Les œuvres gonzalez-torres en question sont ses « piles », quelques dizaines d’œuvres individuelles qui se composent de piles de centaines de morceaux de papier. Chaque papier d’une pile individuelle est imprimé avec le même texte ou image, parfois créé en collaboration avec un autre artiste; les visiteurs du musée et de la galerie ont généralement la possibilité de prendre une affiche ou deux maisons avec eux gratuitement. Lorsque la pile diminue, le propriétaire ou l’emprunteur autorisé de l’œuvre peut la laisser s’épuiser au cours d’une exposition ou la reconstituer — les matériaux des piles sont répertoriés comme des « copies infinies ».
Comme pour de nombreuses œuvres de Gonzalez-Torres, lorsqu’une pile est vendue à une institution artistique ou à un collectionneur, ce qui change de mains, c’est le certificat d’authenticité (qui comprend les instructions) et le droit de manifester l’œuvre dans les paramètres de l’artiste, et non dans des feuilles individuelles. L’œuvre d’art est l’idée elle-même, manifestée chaque fois qu’elle est mise en vue comme une pile lentement décroissante de feuilles individuelles. Mais alors que les feuilles existent en copies infinies, selon les termes des œuvres, l’accès à ces feuilles est limité aux personnes qui sont en mesure d’assister à une exposition où une pile est exposée. Pour tout le monde, un marché en ligne florissant pour les restes des piles Gonzalez-Torres peut être la prochaine meilleure chose. Au cours des dernières années, de nombreuses feuilles individuelles de ce genre ont été vendues en ligne, parfois pour des milliers de dollars. Ces feuilles individuelles sont disponibles non seulement sur eBay, mais aussi via certains des plus grands marchés du monde de l’art.
Des « piles » gratuites à la vente pour le $
En mai 2018, l’artiste et écrivain Greg Allen a publié un article sur son blog sur le phénomène de la vente de feuilles individuelles à partir des piles de Gonzalez-Torres, une tendance qu’il a trouvée à la fois inhabituelle et décevante. « Les souhaits de l’artiste pourraient-ils être mieux servis en adaptant ses piles au monde numérisé qu’il n’a pas vécu pour voir ? » Allen a écrit. « Et si la Fondation Felix Gonzalez-Torres larait toutes les feuilles de pile disponibles au téléchargement et à l’impression individuelle ? Ce serait plusieurs types de compliqué, je sais, mais cela ne perturberait pas l’existence de « la pièce », dont l’unicité, rappelez-vous, est définie par la propriété.

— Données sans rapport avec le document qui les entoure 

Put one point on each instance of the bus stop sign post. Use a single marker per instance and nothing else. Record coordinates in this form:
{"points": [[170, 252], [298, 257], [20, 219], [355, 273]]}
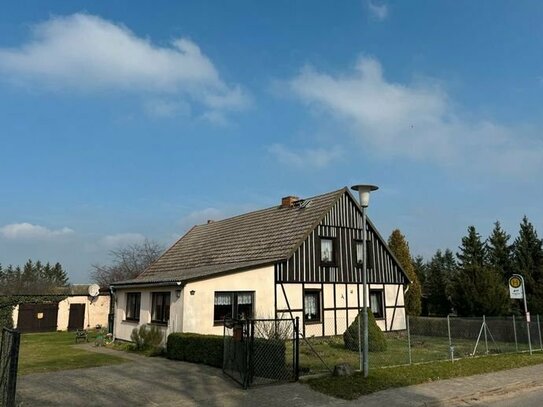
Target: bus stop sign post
{"points": [[517, 291]]}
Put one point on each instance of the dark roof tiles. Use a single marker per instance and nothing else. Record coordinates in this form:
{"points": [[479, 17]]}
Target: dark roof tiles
{"points": [[250, 239]]}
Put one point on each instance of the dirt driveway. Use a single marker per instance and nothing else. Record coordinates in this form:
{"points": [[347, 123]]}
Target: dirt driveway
{"points": [[143, 381]]}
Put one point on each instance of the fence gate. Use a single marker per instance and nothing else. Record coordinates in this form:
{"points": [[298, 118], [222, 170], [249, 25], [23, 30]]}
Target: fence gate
{"points": [[9, 358], [261, 351]]}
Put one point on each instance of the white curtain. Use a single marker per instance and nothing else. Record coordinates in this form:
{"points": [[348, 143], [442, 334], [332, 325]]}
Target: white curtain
{"points": [[326, 250], [245, 298], [310, 304], [376, 303], [359, 252], [223, 299]]}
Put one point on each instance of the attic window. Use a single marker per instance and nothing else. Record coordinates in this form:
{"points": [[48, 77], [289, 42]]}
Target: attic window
{"points": [[327, 250], [302, 203], [359, 255]]}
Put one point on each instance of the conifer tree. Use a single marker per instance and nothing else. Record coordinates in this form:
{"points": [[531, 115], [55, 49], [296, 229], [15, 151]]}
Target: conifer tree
{"points": [[477, 288], [439, 272], [421, 270], [399, 246], [500, 252], [528, 261]]}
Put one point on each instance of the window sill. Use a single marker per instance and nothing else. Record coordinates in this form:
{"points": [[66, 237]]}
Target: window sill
{"points": [[134, 321], [159, 323], [323, 264]]}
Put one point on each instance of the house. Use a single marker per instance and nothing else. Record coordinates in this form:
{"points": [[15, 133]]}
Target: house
{"points": [[72, 310], [301, 258]]}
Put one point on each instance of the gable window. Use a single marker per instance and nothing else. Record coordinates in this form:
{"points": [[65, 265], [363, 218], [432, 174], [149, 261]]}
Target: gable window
{"points": [[376, 303], [360, 255], [237, 305], [133, 301], [327, 250], [160, 308], [312, 306]]}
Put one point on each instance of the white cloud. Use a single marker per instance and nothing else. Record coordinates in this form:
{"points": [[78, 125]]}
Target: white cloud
{"points": [[121, 239], [28, 231], [379, 11], [161, 108], [86, 53], [416, 120], [313, 158]]}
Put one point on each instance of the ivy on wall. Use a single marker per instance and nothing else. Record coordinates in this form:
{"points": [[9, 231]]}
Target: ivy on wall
{"points": [[8, 303]]}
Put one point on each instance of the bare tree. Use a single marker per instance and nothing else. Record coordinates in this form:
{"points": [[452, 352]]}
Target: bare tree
{"points": [[127, 262]]}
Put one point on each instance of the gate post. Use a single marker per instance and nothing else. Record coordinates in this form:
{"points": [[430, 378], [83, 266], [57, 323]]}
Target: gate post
{"points": [[297, 347]]}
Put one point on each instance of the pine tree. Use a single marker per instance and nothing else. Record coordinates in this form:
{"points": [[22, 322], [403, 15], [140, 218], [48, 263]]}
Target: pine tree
{"points": [[500, 252], [439, 273], [421, 270], [60, 278], [400, 248], [477, 287], [528, 262], [473, 250]]}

Pour l’instant, les feuilles individuelles des piles Gonzalez-Torres restent disponibles à l’achat en ligne; même les grandes maisons de ventes aux enchères sont connues pour leur offrir, mais avec un langage très spécifique décrivant la relation de la feuille individuelle à la pile. Et pour tout vendeur qui peut manquer la définition cruciale et unique d’une pile comme une œuvre d’art, la Fondation Felix Gonzalez-Torres intervient pour éduquer.

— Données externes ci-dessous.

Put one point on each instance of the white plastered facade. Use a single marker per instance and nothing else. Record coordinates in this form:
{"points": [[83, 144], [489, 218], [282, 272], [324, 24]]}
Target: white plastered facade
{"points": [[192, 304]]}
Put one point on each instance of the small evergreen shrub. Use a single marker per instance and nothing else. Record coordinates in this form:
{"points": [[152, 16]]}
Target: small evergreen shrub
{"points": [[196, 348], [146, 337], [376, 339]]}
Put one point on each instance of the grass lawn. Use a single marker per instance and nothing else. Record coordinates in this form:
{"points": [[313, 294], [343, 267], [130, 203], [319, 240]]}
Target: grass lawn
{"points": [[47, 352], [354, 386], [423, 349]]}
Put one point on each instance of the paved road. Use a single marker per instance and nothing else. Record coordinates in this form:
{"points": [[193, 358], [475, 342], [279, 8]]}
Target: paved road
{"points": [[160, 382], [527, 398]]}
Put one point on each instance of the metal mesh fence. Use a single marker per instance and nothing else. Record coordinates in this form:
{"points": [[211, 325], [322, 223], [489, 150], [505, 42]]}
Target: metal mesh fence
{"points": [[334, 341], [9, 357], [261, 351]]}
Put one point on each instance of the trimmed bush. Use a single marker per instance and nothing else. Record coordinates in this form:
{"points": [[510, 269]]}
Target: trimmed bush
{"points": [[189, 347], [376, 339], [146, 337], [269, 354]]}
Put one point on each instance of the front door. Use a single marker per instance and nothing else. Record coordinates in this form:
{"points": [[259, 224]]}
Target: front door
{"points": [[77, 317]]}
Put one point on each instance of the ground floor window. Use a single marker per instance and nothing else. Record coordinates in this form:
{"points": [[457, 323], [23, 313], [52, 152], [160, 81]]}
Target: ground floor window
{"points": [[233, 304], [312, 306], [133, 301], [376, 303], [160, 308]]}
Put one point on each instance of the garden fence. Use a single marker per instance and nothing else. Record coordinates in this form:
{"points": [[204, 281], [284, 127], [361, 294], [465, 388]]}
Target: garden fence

« Les maisons de ventes aux enchères en ligne placent souvent les feuilles individuelles comme des œuvres d’art en elles-mêmes », a déclaré Emilie Keldie, le directeur de la fondation. « Dans des situations comme celle-là, la fondation a la responsabilité de partager que les paramètres de l’œuvre affirment que chaque feuille et toutes les feuilles prises collectivement ne sont pas considérées comme une œuvre d’art par Gonzalez-Torres. C’est à eux de décider si les maisons de ventes intègrent effectivement ce type d’information dans leurs listes de lot public.
Légalement, cependant, les vendeurs peuvent être tenus d’incorporer ces informations. Les lois les plus immédiatement pertinentes pour le marché en ligne pour les affiches Gonzalez-Torres peuvent être celles qui protègent les consommateurs contre la publicité mensongère et protègent les parties qui font des transactions contre les fausses descriptions de biens commerciaux.
« Lorsqu’elles sont vendues, les piles Gonzalez-Torres sont accompagnées d’un certificat d’authenticité et d’un maître pour la reproduction des feuilles larges », a déclaré Megan E. Noh, associée chez Pryor Cashman, un cabinet d’avocats basé à New York. « Seul le titulaire du certificat possède effectivement une œuvre gonzalez-torres complète et authentique. Cela signifie, logiquement, que si elle est vendue séparément, une feuille large individuelle d’une pile est autre chose que cela, et doit être décrite de façon appropriée. En d’autres termes, si les vendeurs des affiches les annoncent comme étant des œuvres uniques de l’artiste ou d’une édition limitée, les acheteurs qui se sont appuyés sur de telles descriptions inexactes pourraient éventuellement demander leur argent si et quand ils découvrent que ce n’est pas le cas.
Monnayer l’art conceptuel
Historienne de l’art et avocat Virginia Rutledge a déclaré que l’acte d’acheter une affiche d’art conceptuel a des résonances intéressantes avec l’achat de quelque chose comme une affiche de concert vintage, ce qui en fait un type particulier de souvenir. « L’acheteur peut juste vouloir la valeur de marque du nom de l’artiste. Mais il pourrait aussi s’agir d’une tentative de suivre ce que c’est que d’être dans la galerie et d’en prendre un », a-t-elle dit. « C’est bizarrement productif, cette circulation post-galerie des affiches. Si rien d’autre, il nous donne quelque chose à parler.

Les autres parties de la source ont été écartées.